QUE EXPERIÊNCIA FOI IMPORTANTE PARA QUE VOCÊ SE ENTENDESSE COMO ARTISTA?

Passei muito tempo indecisa sobre ter uma carreira artística, me sentia ligada à produção de imagens e, principalmente, às questões que a rodeiam. Por razões de trabalho, pelas frequentes edições sobre cultura e arte, comecei a estudar e me deparei com o grupo de estudos de Charles Watson, que tinha como norma intransponível a prática. Assim, minhas primeiras obras, na maioria vídeos, chamo de “deveres do Charles”, que realizava para poder participar de um grupo fantástico formado por artistas como Lúcia Laguna, Cadu, Alice Micele, Eduardo Berliner e outros. Anos depois, em 2011, recém-chegada de uma Bienal de Veneza, resolvi me pôr a prova. Parei com as edições, aluguei um ateliê e por quase 2 anos trabalhei bastante. Sem querer opiniões variadas e intuindo o que pretendia tratar, pedi a ajuda de Lúcia Laguna e do professor  e orientador Carlos Murad. Gentilmente, e por separado, os dois me deram orientações informais. Foi um período de descobertas quando, pela primeira vez, consegui organizar e relacionar coisas que já vinha operando há anos.

 

O QUE PODE NOS DIZER SOBRE SUAS ESTRATÉGIAS DE DEVOLVER AOS VESTÍGIOS DE ARQUIVOS DE MEMÓRIA QUALIDADES CORPÓREAS?

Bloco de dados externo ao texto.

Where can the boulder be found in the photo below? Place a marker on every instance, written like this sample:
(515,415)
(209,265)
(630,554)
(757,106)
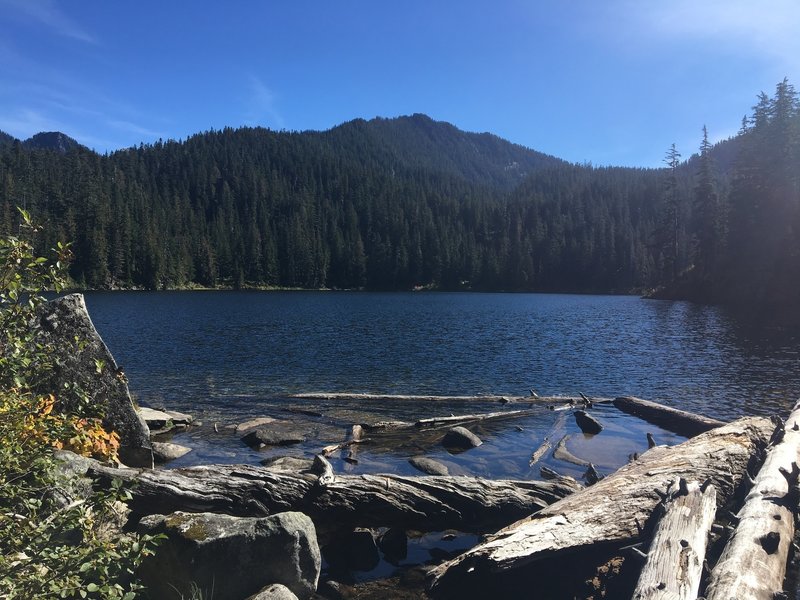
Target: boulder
(394,545)
(252,424)
(587,423)
(353,551)
(276,591)
(163,421)
(165,451)
(460,438)
(428,465)
(231,557)
(272,436)
(293,464)
(89,365)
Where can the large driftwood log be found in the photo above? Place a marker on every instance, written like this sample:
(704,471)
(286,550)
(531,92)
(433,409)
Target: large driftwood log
(544,400)
(420,503)
(674,564)
(611,511)
(672,419)
(753,563)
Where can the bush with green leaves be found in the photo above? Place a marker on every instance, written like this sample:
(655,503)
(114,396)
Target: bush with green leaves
(57,539)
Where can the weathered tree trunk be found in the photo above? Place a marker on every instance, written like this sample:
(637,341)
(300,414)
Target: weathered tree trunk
(674,564)
(666,417)
(453,420)
(540,400)
(547,442)
(753,563)
(611,511)
(419,503)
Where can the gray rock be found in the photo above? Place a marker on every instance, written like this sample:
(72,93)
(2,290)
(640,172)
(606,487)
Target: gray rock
(89,365)
(272,436)
(293,464)
(353,551)
(163,421)
(394,545)
(428,465)
(165,451)
(253,423)
(334,590)
(233,556)
(460,438)
(587,423)
(276,591)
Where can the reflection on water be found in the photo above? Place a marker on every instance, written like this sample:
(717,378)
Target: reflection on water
(225,356)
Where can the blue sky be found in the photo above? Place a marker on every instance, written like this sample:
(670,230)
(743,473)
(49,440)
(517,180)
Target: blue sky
(611,82)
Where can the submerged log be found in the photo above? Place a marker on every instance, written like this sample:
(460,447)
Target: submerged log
(674,564)
(561,453)
(432,503)
(672,419)
(609,513)
(453,420)
(587,423)
(430,398)
(753,563)
(547,442)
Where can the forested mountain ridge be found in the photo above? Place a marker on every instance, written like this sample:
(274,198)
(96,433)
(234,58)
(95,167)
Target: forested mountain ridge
(353,207)
(407,202)
(417,141)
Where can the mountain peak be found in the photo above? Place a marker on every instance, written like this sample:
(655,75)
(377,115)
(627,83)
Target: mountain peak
(52,140)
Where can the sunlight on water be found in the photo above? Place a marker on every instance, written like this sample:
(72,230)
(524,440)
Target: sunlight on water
(227,356)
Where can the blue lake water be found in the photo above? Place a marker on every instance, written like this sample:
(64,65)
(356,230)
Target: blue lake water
(227,356)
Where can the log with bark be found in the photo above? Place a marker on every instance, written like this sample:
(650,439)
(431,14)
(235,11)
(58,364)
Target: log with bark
(421,503)
(753,563)
(547,442)
(423,434)
(674,564)
(671,419)
(610,513)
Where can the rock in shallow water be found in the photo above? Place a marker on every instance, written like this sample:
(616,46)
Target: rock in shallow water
(276,591)
(460,438)
(428,465)
(165,451)
(233,556)
(272,436)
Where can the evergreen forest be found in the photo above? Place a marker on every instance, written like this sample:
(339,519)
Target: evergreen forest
(411,203)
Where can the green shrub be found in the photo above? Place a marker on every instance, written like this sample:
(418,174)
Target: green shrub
(55,541)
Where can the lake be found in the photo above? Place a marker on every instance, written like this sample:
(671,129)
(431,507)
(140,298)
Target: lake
(228,356)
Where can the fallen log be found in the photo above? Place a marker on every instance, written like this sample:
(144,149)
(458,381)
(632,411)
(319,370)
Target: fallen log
(420,503)
(587,423)
(453,420)
(753,563)
(672,419)
(674,564)
(351,396)
(561,453)
(611,512)
(547,442)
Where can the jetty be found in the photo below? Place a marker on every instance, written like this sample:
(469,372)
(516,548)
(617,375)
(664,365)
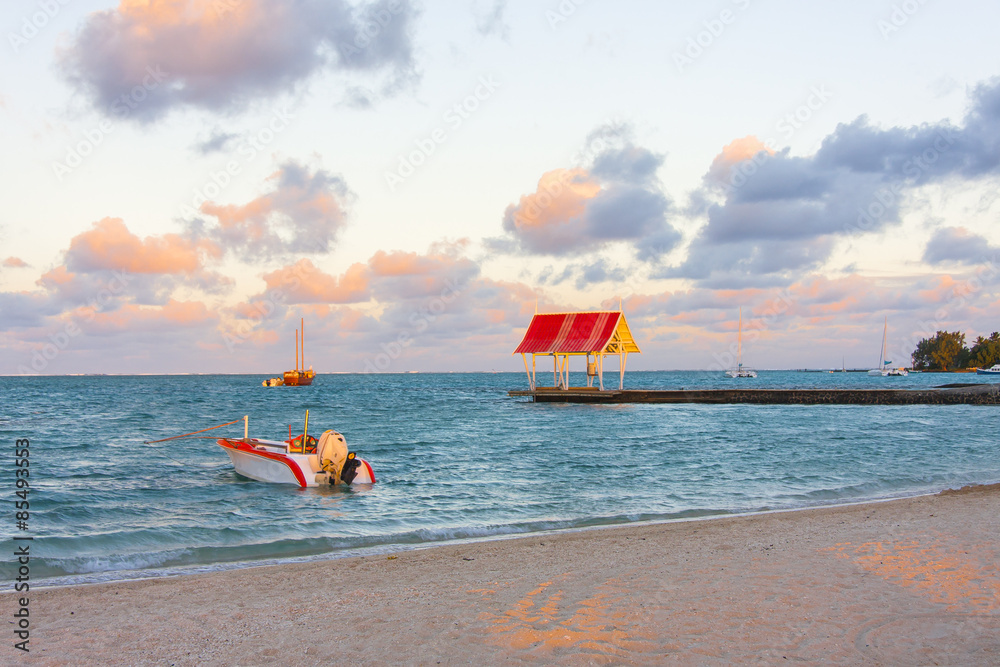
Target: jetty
(949,394)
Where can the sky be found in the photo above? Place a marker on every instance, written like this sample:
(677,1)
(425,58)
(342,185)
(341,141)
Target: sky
(184,181)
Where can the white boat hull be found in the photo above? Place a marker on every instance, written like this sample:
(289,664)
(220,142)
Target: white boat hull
(269,461)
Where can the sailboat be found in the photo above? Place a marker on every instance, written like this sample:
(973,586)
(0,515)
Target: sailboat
(883,369)
(739,371)
(299,377)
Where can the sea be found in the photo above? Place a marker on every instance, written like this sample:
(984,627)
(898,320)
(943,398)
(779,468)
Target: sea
(456,459)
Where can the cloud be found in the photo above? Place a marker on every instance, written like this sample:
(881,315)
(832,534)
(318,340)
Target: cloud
(144,58)
(490,20)
(957,244)
(218,141)
(775,216)
(134,319)
(110,245)
(303,212)
(574,211)
(303,282)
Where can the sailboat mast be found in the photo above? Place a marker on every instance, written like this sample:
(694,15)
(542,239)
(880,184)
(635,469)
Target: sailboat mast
(885,331)
(739,341)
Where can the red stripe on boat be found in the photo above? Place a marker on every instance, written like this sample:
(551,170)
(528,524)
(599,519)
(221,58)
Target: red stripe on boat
(246,448)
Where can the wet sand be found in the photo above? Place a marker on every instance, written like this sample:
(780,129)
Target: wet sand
(905,582)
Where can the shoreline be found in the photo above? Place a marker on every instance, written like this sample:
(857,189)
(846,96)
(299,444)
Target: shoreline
(389,549)
(900,581)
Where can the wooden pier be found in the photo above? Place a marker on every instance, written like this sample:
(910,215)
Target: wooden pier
(950,394)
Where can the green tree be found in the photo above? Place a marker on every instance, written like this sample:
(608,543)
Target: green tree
(985,351)
(945,350)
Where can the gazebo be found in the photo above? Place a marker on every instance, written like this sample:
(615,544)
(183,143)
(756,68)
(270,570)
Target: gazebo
(596,334)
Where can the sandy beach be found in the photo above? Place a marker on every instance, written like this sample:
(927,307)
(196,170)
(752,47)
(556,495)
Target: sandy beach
(904,582)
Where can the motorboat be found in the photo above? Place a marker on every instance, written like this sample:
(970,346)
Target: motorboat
(303,460)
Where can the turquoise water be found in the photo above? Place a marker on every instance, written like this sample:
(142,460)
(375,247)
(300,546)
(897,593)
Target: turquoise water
(455,458)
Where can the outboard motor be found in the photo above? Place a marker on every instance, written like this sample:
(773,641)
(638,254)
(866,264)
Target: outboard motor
(350,470)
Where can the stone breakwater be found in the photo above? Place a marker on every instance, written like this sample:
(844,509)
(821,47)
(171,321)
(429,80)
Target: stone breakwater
(954,394)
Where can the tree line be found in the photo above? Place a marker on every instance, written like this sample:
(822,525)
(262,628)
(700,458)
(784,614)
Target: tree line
(947,351)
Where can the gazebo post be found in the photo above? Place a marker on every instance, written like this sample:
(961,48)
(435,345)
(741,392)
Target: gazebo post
(621,368)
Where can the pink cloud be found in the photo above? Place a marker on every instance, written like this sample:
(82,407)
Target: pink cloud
(110,245)
(131,318)
(303,212)
(304,282)
(148,56)
(735,152)
(552,217)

No começo, me interessava apenas a relação entre imagem e materialidade. Trabalhava com a superfície da imagem, sua zona de interseção com o espaço físico. Mais tarde, descobri a fotografia impressa (meio imagem meio corpo) como uma forma de atuar no espaço, através da tridimensionalidade. E, à medida que fui precisando de fotos, comecei a utilizar o que era descartado pelas pessoas, mesmo sabendo que, cedo ou tarde, teria que dar conta da origem dessas fotografias. A exposição “Olhares Privados”, que realizei em 2016, mas que iniciei 2 anos antes, foi uma estratégia para me forçar a resolver isso. A partir dela, cada vez mais, as estórias e particularidades que encontro na frente e no verso das fotos foram se incorporando ao trabalho, que passou a ter uma conotação mais coletiva, voltada para um questionamento sobre a influência das imagens na vida das pessoas, ao mesmo tempo que fui explorando o desgaste das fotos para dar mais coisidade às obras. Isso foi transformador pra mim, o humano que sempre esteve por trás do meu interesse na materialidade pode passar para um primeiro plano. Mas não foi, e não é, uma coisa fácil. Fotografias antigas são muito contaminadas pela ideia de memória iconográfica. Costumo pensar que no meu trabalho, quando as pessoas se interessam excessivamente pelas situações expostas nas imagens, algo está se perdendo ali.